Now that I have seen the truth I still care deeply about making games, but mostly because I found that it is something I love much more than playing them. Whenever I try a game now I find myself evaluating the experience as if I was watching the experience through a one way mirror. The instant I find structural flaws in the experience and I can map it to the deadline they were rushing to hit, I am done with the game. I add my learnings to my little notebook of “things to do” or more likely “things not to do” in my own projects.

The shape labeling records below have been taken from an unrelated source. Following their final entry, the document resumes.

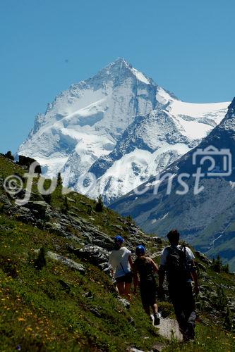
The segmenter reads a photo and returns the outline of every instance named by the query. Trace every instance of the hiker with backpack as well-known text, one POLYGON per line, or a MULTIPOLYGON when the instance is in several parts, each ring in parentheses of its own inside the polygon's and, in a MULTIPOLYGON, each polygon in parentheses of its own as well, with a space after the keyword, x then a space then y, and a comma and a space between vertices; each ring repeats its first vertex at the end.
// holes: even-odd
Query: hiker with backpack
POLYGON ((112 274, 114 273, 119 294, 131 301, 133 260, 131 251, 123 246, 123 243, 124 239, 121 236, 116 236, 114 249, 109 255, 109 263, 112 267, 112 274))
POLYGON ((193 340, 196 318, 193 279, 194 293, 196 295, 199 293, 195 257, 188 247, 179 244, 180 234, 176 230, 170 231, 167 237, 170 246, 165 248, 161 254, 159 289, 159 292, 163 291, 163 282, 167 272, 169 294, 183 340, 193 340))
POLYGON ((157 285, 154 277, 154 274, 158 272, 158 267, 152 259, 146 256, 143 246, 137 246, 135 254, 137 258, 133 264, 134 294, 136 294, 136 288, 139 284, 143 308, 152 322, 150 307, 152 308, 154 325, 159 325, 160 319, 156 302, 157 285))

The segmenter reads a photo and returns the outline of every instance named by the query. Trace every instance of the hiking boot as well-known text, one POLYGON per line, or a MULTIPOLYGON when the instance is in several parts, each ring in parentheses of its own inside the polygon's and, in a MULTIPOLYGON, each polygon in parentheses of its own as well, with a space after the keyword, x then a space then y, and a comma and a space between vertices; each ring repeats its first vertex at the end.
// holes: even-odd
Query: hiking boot
POLYGON ((159 325, 160 324, 160 315, 158 313, 155 313, 155 314, 153 315, 154 317, 154 321, 153 324, 155 325, 159 325))

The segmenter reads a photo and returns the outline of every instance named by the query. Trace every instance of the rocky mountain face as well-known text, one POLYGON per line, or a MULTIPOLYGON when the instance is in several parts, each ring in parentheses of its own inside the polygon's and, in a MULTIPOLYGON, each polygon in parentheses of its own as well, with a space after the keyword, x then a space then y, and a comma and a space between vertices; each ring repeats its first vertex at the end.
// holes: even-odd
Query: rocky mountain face
POLYGON ((225 118, 196 148, 112 208, 131 215, 149 233, 164 236, 172 227, 179 229, 196 249, 211 256, 219 254, 234 270, 234 131, 235 99, 225 118))
POLYGON ((227 105, 183 103, 120 58, 49 103, 18 154, 109 203, 196 146, 227 105))

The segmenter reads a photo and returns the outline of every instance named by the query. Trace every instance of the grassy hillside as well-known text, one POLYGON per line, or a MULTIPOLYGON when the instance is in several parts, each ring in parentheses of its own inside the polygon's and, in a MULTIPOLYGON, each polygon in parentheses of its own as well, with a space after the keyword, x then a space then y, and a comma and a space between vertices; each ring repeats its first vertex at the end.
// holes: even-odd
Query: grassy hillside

I am passionate about a handful of things in work. I can emotionlessly perform at a high level for things I am not passionate about, provided I am putting danger-pay in the bank to buy future-me some time to get back to my passions. That creeps people out by the way. If you cannot check the “this is my passion” box, people think you are a weirdo, and they probably won’t want to pay you without a more in-depth explanation.
I will leave a list of John Szeder’s Four Passions off of this article out of self-preservation, in the unlikely event some future hiring manager uses this article against me. You might find it in the Young Adult Fiction section someday.